Nasıl bir puanlama anahtarı kullanılacak?
– Mülakattaki sorular için nasıl bir puanlama anahtarı kullanılacak? Genel izlenimle mi puan verilecek yoksa bir dereceli puanlama anahtarı mı kullanılacak? Dereceli puanlama anahtarı kullanılacaksa bu araç ile jüri üyeleri deneme puanlaması yapacak mı?
– Biz öğrencilerimize “açık uçlu sınav yaptığınızda isimleri kapatın ki puanlamanız etkilenmesin” diyoruz. Burada adayın ismini değil doğrudan kendisini göreceksiniz. Bu durum puanlamayı etkileyecek mi?
Yanlılığın önüne geçmeyi nasıl planlıyorsunuz?
– Dolayısıyla sistematik hatanın yani yanlılığın önüne geçmeyi nasıl planlıyorsunuz? Bir aday mülakata takım elbiseyle gelmediğinde / gelemediğinde ne olacak? Jürinin bu durumu “ciddiyetsizlik” olarak nitelendirmeyeceğinden, buna göre puan vermeyeceğinden nasıl emin olabiliriz?
– Sadece kılık kıyafet değil, kullanılan kelime seçiminden saçının traşına kadar her şey jürinin puanını etkileme potansiyeline sahip olabilir. Bu yanlılık sorununun nasıl aşılması planlanıyor?
– Girilecek mülakat, adayın yıllarca emek harcaması sonucunda atanıp atanmayacağına karar verileceği bir mülakat olacak. Heyecan faktörü KPSS’den daha fazla olacak. Bu durumlar puanlamayı nasıl etkileyecek? (Staj yaptığım dönemde, hocam beni dinlemeye geldiğinde normaldeki ders işleyişimden çok daha kötü bir performans sergilemiştim. Üstelik atanıp atanmama kaygım olmamasına rağmen.)

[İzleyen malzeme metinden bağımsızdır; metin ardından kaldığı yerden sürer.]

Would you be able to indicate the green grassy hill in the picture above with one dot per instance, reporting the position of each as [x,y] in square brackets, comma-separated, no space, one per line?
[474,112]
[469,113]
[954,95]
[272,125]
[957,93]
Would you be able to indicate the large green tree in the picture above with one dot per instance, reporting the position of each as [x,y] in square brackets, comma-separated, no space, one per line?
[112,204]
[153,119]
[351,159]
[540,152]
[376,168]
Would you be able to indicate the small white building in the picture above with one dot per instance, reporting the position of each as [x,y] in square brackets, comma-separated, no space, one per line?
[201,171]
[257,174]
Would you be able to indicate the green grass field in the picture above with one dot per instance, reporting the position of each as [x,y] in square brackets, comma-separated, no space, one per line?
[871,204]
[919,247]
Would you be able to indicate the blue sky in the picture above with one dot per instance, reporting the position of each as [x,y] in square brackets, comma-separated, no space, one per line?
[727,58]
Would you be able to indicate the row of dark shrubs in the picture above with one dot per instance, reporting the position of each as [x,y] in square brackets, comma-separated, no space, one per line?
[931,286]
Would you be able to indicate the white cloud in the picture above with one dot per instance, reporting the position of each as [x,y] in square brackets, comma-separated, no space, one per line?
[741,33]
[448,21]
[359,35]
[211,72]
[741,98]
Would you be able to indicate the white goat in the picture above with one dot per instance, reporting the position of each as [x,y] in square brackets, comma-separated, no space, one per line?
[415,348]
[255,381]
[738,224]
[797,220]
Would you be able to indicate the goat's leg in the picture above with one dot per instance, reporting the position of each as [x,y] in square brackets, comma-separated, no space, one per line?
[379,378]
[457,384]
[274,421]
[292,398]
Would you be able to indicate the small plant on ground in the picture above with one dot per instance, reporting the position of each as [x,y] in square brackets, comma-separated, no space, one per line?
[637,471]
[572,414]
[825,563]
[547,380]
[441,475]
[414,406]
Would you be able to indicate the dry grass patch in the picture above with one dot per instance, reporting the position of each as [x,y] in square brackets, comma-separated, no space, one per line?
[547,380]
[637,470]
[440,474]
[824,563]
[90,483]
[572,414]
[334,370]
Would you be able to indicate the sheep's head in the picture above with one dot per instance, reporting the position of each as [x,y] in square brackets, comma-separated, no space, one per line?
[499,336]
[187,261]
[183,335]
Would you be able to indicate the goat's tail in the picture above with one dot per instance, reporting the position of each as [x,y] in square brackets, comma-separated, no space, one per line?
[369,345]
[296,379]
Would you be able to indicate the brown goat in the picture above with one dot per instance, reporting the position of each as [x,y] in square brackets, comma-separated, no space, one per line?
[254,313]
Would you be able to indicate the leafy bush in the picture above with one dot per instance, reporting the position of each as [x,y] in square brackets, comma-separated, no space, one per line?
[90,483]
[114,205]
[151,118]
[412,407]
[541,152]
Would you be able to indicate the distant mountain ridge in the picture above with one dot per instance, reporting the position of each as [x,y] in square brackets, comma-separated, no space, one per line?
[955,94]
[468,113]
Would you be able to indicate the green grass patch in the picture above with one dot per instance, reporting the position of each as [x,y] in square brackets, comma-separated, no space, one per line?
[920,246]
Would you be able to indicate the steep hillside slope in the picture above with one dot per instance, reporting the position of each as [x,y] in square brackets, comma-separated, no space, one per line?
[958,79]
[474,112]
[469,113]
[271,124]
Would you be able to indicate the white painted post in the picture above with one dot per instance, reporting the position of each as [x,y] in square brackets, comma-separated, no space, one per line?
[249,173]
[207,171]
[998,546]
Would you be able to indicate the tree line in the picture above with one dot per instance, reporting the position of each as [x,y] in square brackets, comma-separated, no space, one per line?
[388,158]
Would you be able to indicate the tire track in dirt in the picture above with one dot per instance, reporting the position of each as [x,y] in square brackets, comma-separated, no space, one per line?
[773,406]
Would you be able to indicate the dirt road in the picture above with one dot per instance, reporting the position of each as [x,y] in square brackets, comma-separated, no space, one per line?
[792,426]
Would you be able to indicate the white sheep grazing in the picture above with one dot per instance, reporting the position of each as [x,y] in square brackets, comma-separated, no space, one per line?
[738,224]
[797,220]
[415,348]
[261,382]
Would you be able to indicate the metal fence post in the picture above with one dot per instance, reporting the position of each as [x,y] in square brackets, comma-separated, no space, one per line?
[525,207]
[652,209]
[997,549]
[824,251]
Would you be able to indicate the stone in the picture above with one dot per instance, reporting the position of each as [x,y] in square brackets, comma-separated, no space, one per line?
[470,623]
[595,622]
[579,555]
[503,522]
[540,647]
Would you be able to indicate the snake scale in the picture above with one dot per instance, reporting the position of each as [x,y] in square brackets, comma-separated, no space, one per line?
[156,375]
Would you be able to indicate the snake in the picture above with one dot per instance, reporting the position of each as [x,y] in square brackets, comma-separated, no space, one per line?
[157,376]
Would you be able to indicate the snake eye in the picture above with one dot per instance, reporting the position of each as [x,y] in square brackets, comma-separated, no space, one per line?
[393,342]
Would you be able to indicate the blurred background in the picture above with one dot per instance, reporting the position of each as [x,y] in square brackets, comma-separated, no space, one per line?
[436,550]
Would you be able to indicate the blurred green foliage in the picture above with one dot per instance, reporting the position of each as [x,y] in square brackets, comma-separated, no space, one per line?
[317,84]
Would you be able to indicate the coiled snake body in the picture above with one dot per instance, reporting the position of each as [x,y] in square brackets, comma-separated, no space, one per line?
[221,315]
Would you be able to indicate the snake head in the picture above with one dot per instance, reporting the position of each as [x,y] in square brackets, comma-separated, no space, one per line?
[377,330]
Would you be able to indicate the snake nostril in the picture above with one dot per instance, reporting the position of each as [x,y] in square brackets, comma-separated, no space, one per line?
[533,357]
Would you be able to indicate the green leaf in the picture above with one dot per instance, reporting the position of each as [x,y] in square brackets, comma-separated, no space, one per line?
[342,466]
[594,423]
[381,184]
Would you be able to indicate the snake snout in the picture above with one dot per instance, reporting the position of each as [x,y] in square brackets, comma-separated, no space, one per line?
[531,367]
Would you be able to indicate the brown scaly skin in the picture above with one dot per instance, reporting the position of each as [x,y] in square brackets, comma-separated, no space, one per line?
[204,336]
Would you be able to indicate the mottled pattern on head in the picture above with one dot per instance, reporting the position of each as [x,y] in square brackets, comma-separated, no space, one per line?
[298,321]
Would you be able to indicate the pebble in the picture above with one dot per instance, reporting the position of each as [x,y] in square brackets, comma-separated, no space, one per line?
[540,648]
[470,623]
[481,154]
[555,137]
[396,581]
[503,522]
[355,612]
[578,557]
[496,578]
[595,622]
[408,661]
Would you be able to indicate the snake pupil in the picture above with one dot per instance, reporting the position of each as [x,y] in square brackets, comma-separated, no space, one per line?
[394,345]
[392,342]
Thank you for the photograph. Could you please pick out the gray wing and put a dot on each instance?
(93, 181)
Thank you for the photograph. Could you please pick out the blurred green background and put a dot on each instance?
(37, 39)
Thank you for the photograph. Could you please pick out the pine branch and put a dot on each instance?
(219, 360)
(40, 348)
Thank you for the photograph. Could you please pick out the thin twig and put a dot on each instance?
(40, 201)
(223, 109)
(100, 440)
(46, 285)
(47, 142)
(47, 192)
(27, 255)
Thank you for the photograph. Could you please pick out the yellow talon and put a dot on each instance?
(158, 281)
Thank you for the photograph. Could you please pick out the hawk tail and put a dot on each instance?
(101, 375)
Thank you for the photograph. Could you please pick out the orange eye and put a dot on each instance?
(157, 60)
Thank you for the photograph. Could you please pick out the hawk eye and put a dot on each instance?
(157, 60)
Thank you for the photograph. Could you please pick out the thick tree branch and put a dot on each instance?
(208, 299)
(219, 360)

– Bu kadar adayı 45 dk. mülakata almanın getireceği kullanışlılık sorunlarını (ölçme aracının hazırlanması, uygulanması ve puanlanmasının kolay ve ekonomik olması) nasıl aşmayı planlıyorsunuz?
Faydadan çok zarar getirecektir
– Bütün bu soruların tatmin edici bir yanıtı verilecek olsa bile toplum nezdinde mülakatın haksızlık yarattığı algısı nasıl değiştirilecek? (ki üstte belirttiğim sorulara yanıt verilmeden bu algıyı kırmak daha da zorlaşacaktır).
Uzun lafın kısası: Mülakatı kaldırmak yerine bu hale getirmek ne yazık ki faydadan çok zarar getirecektir. Umuyorum tekrar düşünüldükten sonra bu karardan vazgeçilir.